For wriggle checks, a straight edge, nylon line, or laser sighter should be used at various points throughout the sprockets’ processed faces. You should take the keys home for a final check after the chain sprockets have been properly aligned.

Sprockets with induction-hardened teeth

Chain sprockets and small induction-hardened teeth. The induction-hardening of the teeth of the small conveyor chain sprockets only causes localized hardening in the surface of the teeth, and this means that the induction-hardened chain sprockets are intentionally hardened in the sprockets’ specific working area.

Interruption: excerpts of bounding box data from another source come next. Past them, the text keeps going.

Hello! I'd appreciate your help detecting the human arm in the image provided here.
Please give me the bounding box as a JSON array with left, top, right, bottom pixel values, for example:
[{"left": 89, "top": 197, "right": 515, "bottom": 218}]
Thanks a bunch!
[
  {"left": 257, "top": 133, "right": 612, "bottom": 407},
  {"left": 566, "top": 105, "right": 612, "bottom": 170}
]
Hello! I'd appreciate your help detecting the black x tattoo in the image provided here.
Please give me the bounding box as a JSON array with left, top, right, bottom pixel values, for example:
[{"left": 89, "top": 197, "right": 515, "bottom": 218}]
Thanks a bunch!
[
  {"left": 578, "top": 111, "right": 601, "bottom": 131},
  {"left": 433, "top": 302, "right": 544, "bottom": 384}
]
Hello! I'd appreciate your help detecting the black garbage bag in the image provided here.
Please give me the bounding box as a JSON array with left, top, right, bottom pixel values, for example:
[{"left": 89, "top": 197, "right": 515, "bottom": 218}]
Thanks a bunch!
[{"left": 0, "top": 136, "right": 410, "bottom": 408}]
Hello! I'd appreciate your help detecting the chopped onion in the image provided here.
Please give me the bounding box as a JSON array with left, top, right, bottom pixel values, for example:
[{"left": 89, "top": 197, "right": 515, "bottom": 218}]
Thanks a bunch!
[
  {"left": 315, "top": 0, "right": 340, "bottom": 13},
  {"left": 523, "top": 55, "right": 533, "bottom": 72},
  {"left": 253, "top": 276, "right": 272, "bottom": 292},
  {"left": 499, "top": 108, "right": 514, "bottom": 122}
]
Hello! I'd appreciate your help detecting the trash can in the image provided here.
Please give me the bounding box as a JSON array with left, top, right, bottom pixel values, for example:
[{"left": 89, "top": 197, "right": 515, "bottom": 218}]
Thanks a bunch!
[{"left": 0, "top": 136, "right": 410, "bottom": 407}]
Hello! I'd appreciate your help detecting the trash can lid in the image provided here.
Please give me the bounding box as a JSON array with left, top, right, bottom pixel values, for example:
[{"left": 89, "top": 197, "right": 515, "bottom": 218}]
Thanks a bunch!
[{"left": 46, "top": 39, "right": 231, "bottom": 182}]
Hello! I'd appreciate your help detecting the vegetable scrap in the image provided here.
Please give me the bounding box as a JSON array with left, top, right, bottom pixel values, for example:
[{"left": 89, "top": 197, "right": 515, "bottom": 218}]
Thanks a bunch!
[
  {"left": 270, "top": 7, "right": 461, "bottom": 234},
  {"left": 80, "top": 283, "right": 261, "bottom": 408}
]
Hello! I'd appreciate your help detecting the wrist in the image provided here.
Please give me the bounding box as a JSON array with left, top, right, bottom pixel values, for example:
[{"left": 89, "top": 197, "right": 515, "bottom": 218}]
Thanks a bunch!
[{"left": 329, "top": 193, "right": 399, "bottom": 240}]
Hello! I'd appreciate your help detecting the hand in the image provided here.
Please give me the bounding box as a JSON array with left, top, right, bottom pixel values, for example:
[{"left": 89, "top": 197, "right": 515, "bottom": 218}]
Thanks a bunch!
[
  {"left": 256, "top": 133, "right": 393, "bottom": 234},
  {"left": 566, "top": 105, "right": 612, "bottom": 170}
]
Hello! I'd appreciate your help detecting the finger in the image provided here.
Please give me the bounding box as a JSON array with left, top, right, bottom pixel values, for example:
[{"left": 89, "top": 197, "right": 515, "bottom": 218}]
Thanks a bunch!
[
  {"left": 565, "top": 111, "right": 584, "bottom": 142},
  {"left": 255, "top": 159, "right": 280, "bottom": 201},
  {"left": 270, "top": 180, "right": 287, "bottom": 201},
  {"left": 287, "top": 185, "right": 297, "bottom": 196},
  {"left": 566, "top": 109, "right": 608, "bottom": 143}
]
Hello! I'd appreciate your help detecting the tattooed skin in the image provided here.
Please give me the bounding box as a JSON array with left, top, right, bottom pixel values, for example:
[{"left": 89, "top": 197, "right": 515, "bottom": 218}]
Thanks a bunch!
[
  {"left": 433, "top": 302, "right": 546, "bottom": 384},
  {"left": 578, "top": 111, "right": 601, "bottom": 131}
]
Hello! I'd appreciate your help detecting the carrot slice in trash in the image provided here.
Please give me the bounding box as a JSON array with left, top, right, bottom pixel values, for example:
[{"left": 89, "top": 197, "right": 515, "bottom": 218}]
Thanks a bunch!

Even though the applicator coil is only exposed to the teeth profile to obtain this sensitive hardening, it still keeps the hole and other parts soft and flexible.

It is well known that hard conveyor chain sprocket bores cause premature wear in shafts, therefore only hardening the teeth via induction hardening may prevent these difficulties. Induction-hardening, particularly in heavy load operators or in heavy and abrasive environments, will extend the life of the conveyor chain sprocket.

For a Long-Lasting Conveyor Chain

If your conveyor chain is typically run on metal or plastic wear strips, it is critical to consider the surface hardness and finished condition of the conveyor chain connection plates.

If the metal conveyor chain frictional profile is very hard, the side plates of the chain will wear out quickly, reducing the chain’s life significantly.

If you are running your conveyor chain on a plastic wear strip, then you can extend your wear strip’s life with deburring to remove all the sharp edges of the conveyor chain connection plates.

What is deburring?

Deburring is a simple process that includes ‘placing’ finished conveyor chain connection plates into a container in a special abrasive medium to remove sharp edges.

In conclusion, smoother plates with significantly longer wear lives are produced.

If you want to extend the life of the plastic conveyor chain frictional profiles, we strongly recommend you request that the conveyor chain side plates be installed.

The potential savings in spare wear strips, costly machine downtimes, and engineer labor costs will far exceed a slight increase in the base price of the deburred conveyor chain.